The technical solution which forms the subject matter of this disclosure was initially developed with reference to the sector of simultaneous thawing of a plurality of deep-frozen food products, but it may advantageously be applied in general for heating food products for any purpose. However, for simplicity, hereinafter reference will mainly be made to the thawing sector.
In the catering sector, in particular in that of fast food, some food products, to be used for preparing various foods, are initially available deep-frozen and a predetermined quantity of them is thawed in advance on a daily basis so that it is available when required.
Whilst the deep-frozen products awaiting use are preserved in suitable cold storage rooms able to preserve them at relatively low temperatures (approximately at least −18° C.), those that must be thawed daily are usually taken out of the cold storage rooms a day early and are placed in suitable thawing apparatuses.
In large catering restaurant chains, where the entire procedure is highly standardized, the deep-frozen food products are supplied to each point of sale packaged in packages having practically constant dimensions and weight. For example, hamburgers may be packaged in packages containing several dozen pieces stacked and positioned side by side in such a way as to constitute an almost parallelepiped block. Therefore, in large fast food restaurant chains, on a daily basis the point of sale thaws a predetermined number of blocks of hamburgers, in order to meet the foreseeable customer demand.

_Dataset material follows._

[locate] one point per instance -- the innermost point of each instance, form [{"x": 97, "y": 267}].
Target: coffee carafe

According to the most widespread prior art in catering, the thawing of food products is carried out in suitable apparatuses, appropriately designed for that purpose. In the most widespread embodiments, such apparatuses are substantially refrigerators combined with a generator of air at a controlled temperature (normally between 0° C. and 20/25° C.) which have a plurality of housing compartments in which the deep-frozen food products can be inserted. The actual thawing is performed by circulating air at a controlled temperature (a temperature that generally at the start is equal to 20/25° C. and that is gradually reduced to approximately 0/2° C. during the process). Once thawing is complete or almost complete, a refrigerating circuit begins operating, designed to preserve the foods at a temperature of approximately 0/2° C. Generally, such apparatuses are able to thaw food products over a period of many hours (in many cases just under twenty-four hours), therefore, every day the point of sale must empty the thawed products from the apparatus (which are then advantageously preserved in normal refrigerators until they are used) and load the apparatuses with new products to be thawed.
In the case of deep-frozen food products with standardized packaging, it is also generally the case that, to minimize overall dimensions, each housing compartment of the prior art apparatuses has a volume that is made to measure for the block to be thawed, that is to say, slightly larger than that of the block.
It is easy to see how this technology has considerable limits and may therefore cause significant disadvantages.
In particular, the thawing times are long and make dynamic management of the food products depending on the actual customer demand impossible. Each point of sale must plan one day, how many food products it must thaw for the next day. If demand is overestimated, at the end of the following day the point of sale will have to dispose of the excess products as rubbish. If, on the other hand, the demand is underestimated, at a certain point during the following day, the point of sale will be unable to meet customer demand.
Faced with these issues, points of sale would generally prefer to overestimate demand, with the consequent risk of wasting a predetermined number of food products, rather than risk disappointing the customers.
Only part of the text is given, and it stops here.